Coaxial Cable Selection Tradeoffs
Cable selection significantly impacts system performance, especially for long cable runs and high-frequency applications. Choosing the cheapest cable that meets the frequency requirement often results in excessive loss, poor shielding, and reliability issues.
- Performance verification: confirm specifications against the application requirements before finalizing the design
- Environmental factors: temperature range, humidity, and vibration affect long-term reliability and parameter drift
- Cost vs. performance: evaluate whether the application demands premium components or standard commercial grades
Frequently Asked Questions
When is semi-rigid cable worth the extra cost?
Use semi-rigid cable when: the operating frequency is above 18 GHz (semi-rigid maintains consistent performance to 110+ GHz while flexible cables degrade above 10-18 GHz), shielding effectiveness greater than 90 dB is required (to prevent leakage in a multi-channel receiver with high dynamic range), the cable is permanently installed inside a module (no flexibility needed), and phase stability is critical (semi-rigid has very low phase-temperature coefficient because the solid outer conductor does not compress or expand like a braid).

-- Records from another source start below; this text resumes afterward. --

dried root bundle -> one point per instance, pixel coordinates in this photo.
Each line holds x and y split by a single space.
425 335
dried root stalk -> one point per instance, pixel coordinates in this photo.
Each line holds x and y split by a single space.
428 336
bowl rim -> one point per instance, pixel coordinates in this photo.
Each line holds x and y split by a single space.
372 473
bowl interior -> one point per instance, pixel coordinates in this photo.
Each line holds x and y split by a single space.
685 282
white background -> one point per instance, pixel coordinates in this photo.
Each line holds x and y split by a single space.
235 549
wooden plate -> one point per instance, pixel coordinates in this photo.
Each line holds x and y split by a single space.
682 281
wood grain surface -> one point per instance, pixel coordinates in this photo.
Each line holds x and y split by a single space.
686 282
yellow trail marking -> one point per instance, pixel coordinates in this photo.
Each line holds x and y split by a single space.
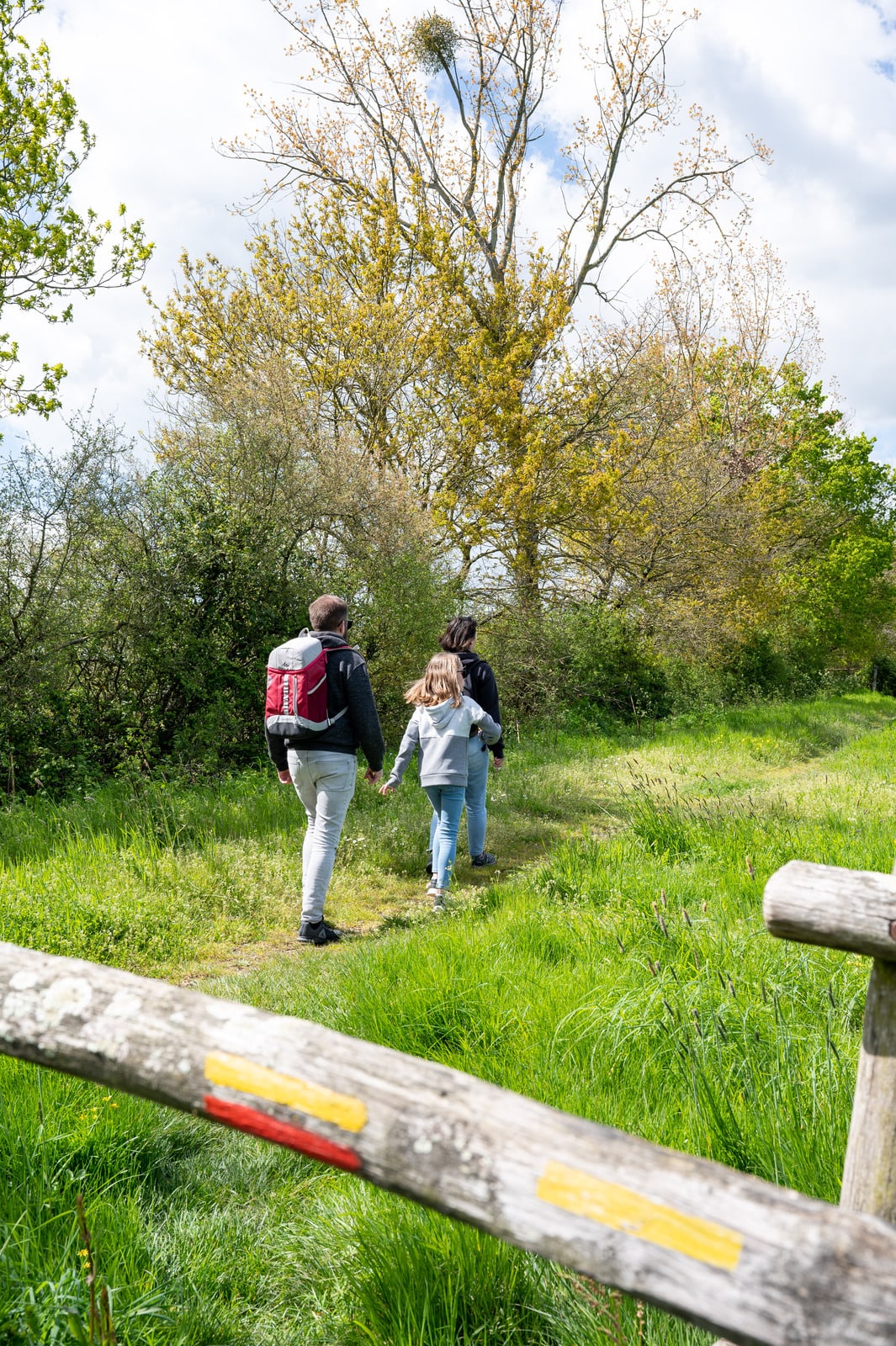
619 1208
237 1073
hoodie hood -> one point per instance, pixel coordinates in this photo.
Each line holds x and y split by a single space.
442 715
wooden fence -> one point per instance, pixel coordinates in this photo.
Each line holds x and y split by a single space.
743 1258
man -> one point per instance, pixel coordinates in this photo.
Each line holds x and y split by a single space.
321 764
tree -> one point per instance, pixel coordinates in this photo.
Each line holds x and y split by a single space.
49 251
453 172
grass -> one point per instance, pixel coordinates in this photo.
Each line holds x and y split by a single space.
619 971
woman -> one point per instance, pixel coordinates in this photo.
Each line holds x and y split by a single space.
480 686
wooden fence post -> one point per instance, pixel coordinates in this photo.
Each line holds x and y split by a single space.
855 910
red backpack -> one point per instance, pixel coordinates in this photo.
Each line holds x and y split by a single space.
296 702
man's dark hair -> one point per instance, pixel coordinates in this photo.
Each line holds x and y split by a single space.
327 612
459 634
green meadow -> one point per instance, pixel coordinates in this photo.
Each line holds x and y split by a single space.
613 966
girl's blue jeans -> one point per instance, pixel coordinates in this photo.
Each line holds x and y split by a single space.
475 798
447 803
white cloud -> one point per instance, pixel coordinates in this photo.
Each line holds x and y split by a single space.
161 85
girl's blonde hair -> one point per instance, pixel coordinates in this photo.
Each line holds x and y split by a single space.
443 680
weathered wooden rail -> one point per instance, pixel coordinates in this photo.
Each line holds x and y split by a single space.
729 1252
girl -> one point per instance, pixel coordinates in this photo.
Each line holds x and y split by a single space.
440 729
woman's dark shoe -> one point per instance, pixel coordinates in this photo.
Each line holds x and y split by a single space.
318 932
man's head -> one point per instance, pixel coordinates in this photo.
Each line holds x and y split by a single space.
327 612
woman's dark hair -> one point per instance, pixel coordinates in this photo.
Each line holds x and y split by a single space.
459 634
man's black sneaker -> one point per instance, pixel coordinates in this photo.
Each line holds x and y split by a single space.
318 932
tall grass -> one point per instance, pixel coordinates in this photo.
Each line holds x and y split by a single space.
626 978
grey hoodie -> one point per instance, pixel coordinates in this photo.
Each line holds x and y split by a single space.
442 733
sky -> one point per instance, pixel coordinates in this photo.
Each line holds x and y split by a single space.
162 85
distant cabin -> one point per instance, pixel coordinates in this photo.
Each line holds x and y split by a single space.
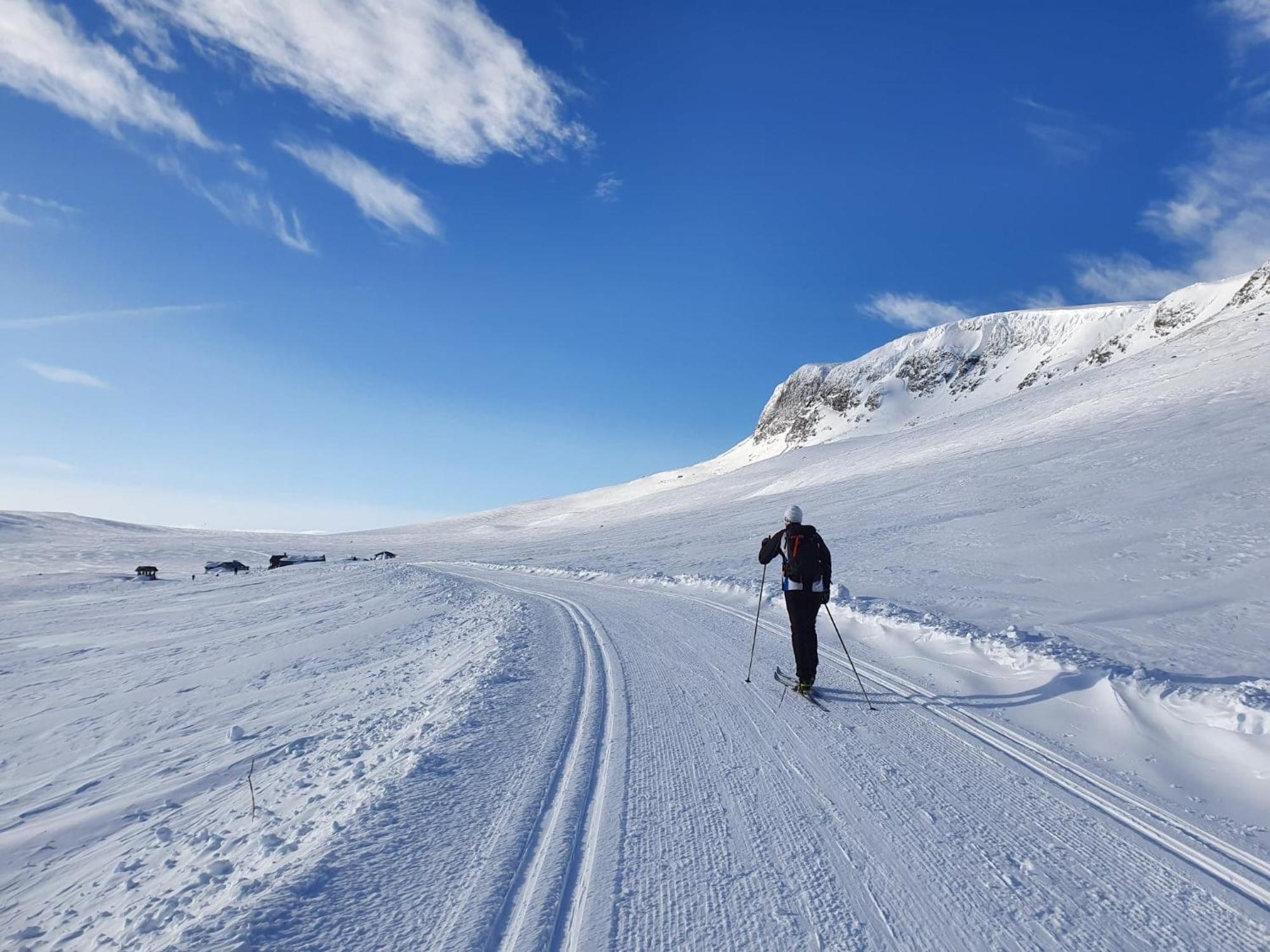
234 565
279 562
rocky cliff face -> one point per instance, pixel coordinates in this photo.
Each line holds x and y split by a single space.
959 366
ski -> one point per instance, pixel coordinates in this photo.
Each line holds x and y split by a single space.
792 684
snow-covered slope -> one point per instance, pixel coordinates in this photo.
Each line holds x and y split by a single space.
1060 600
956 367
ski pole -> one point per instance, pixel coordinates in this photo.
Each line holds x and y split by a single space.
761 586
849 657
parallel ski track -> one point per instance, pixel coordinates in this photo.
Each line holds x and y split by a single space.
1253 882
554 880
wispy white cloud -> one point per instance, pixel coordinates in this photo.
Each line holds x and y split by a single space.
8 218
241 204
440 74
1252 16
1222 208
912 312
609 187
35 464
1064 138
1219 220
153 40
65 375
44 55
382 199
1045 299
1126 277
120 314
34 209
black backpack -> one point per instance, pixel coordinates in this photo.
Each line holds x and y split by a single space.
803 563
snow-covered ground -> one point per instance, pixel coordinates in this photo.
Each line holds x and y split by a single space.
533 731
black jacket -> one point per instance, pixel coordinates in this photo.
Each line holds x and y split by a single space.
772 549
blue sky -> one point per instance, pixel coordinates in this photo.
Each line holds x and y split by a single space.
340 266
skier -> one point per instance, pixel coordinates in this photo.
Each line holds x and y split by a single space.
807 568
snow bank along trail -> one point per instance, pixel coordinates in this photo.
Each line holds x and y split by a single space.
1240 870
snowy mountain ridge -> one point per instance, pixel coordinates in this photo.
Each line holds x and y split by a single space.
956 367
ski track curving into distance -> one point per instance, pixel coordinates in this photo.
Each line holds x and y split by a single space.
547 903
752 822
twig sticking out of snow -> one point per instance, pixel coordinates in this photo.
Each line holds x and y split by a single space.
251 786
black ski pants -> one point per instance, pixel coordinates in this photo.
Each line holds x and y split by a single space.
803 607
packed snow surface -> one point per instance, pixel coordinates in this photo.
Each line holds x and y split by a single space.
533 729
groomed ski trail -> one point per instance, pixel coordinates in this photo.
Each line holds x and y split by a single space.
756 824
615 785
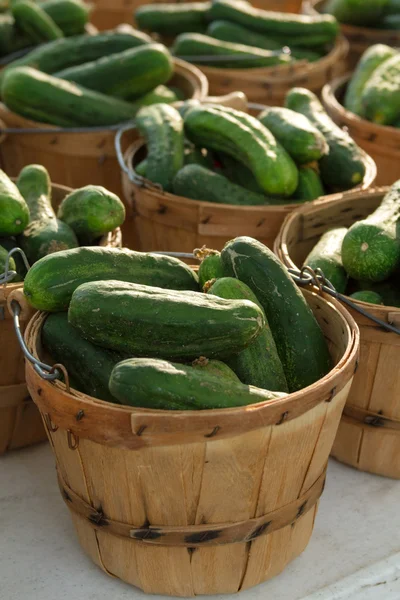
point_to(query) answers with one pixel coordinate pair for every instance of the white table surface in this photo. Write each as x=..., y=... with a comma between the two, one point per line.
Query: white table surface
x=354, y=553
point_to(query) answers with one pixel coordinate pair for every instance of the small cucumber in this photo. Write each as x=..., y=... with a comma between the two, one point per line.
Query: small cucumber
x=344, y=166
x=91, y=212
x=195, y=47
x=367, y=296
x=244, y=138
x=304, y=142
x=159, y=384
x=14, y=212
x=259, y=363
x=326, y=255
x=371, y=247
x=369, y=62
x=162, y=127
x=310, y=185
x=32, y=20
x=45, y=233
x=301, y=345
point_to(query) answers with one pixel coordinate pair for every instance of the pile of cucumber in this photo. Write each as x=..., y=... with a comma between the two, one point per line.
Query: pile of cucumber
x=139, y=329
x=27, y=23
x=89, y=80
x=233, y=34
x=218, y=154
x=380, y=14
x=374, y=89
x=28, y=220
x=364, y=260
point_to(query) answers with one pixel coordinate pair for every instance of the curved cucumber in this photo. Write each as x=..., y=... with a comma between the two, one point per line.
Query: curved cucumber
x=91, y=212
x=169, y=386
x=344, y=166
x=369, y=62
x=50, y=283
x=162, y=127
x=304, y=142
x=259, y=363
x=371, y=248
x=326, y=255
x=244, y=138
x=167, y=323
x=14, y=212
x=301, y=345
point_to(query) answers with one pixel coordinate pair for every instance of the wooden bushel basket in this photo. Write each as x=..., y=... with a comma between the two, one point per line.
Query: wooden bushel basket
x=369, y=432
x=269, y=85
x=380, y=142
x=167, y=221
x=197, y=502
x=20, y=422
x=360, y=38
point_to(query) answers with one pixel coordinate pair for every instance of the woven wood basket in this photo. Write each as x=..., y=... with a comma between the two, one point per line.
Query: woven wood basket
x=369, y=432
x=167, y=221
x=197, y=502
x=20, y=422
x=360, y=38
x=78, y=159
x=381, y=143
x=269, y=85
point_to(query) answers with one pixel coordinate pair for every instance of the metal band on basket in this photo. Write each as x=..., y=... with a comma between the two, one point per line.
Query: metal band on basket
x=195, y=536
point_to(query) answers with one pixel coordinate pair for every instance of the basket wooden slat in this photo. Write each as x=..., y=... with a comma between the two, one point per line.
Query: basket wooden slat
x=270, y=85
x=215, y=467
x=360, y=38
x=20, y=421
x=364, y=439
x=381, y=143
x=167, y=221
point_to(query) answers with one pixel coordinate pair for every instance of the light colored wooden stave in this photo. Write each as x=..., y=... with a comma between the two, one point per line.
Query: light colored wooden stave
x=381, y=143
x=188, y=482
x=373, y=448
x=167, y=221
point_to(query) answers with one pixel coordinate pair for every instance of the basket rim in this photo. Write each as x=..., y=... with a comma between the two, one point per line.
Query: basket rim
x=282, y=252
x=329, y=98
x=175, y=425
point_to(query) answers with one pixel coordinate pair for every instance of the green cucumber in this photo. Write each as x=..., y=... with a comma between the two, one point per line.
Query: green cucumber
x=304, y=142
x=34, y=22
x=159, y=384
x=367, y=296
x=244, y=138
x=214, y=367
x=369, y=62
x=162, y=127
x=301, y=345
x=210, y=267
x=45, y=233
x=14, y=212
x=88, y=365
x=172, y=324
x=205, y=50
x=52, y=100
x=345, y=165
x=50, y=283
x=310, y=185
x=275, y=23
x=198, y=183
x=371, y=247
x=127, y=74
x=259, y=363
x=91, y=212
x=71, y=16
x=326, y=255
x=171, y=19
x=381, y=94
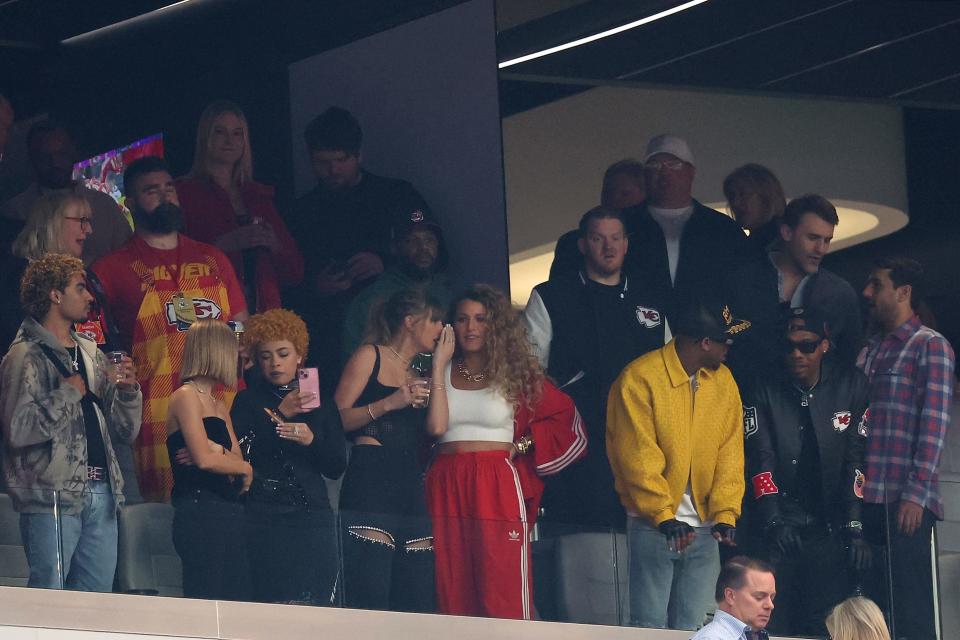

What about corrugated hard-line cable?
Corrugated hard-line (Andrew/CommScope Heliax, RFS): large diameter (7/8 inch to 5 inch) cables with corrugated copper outer conductor. Very low loss: 0.05 dB/m at 1 GHz for 7/8 inch, 0.01 dB/m for 5 inch. Used for: cellular base station feeds, broadcast antenna feeds, and radar waveguide runs. Cost: $10-100+ per meter depending on size. The low loss allows long cable runs (50-100+ meters) with acceptable total loss.
How do I select cable diameter?
Larger diameter = lower loss but higher cost and less flexibility. Selection guidelines: for short runs (less than 1 m) inside equipment: use the smallest cable that meets the frequency requirement (RG-316, 0.086 inch semi-rigid). For medium runs (1-10 m): use RG-142, 0.141 inch semi-rigid, or LMR-195. For long runs (10-100+ m): use LMR-400, 7/8 inch Heliax, or larger. For frequencies above 26.5 GHz: only semi-rigid or precision test cables are suitable (standard flexible cables do not maintain impedance uniformity above 18-26 GHz).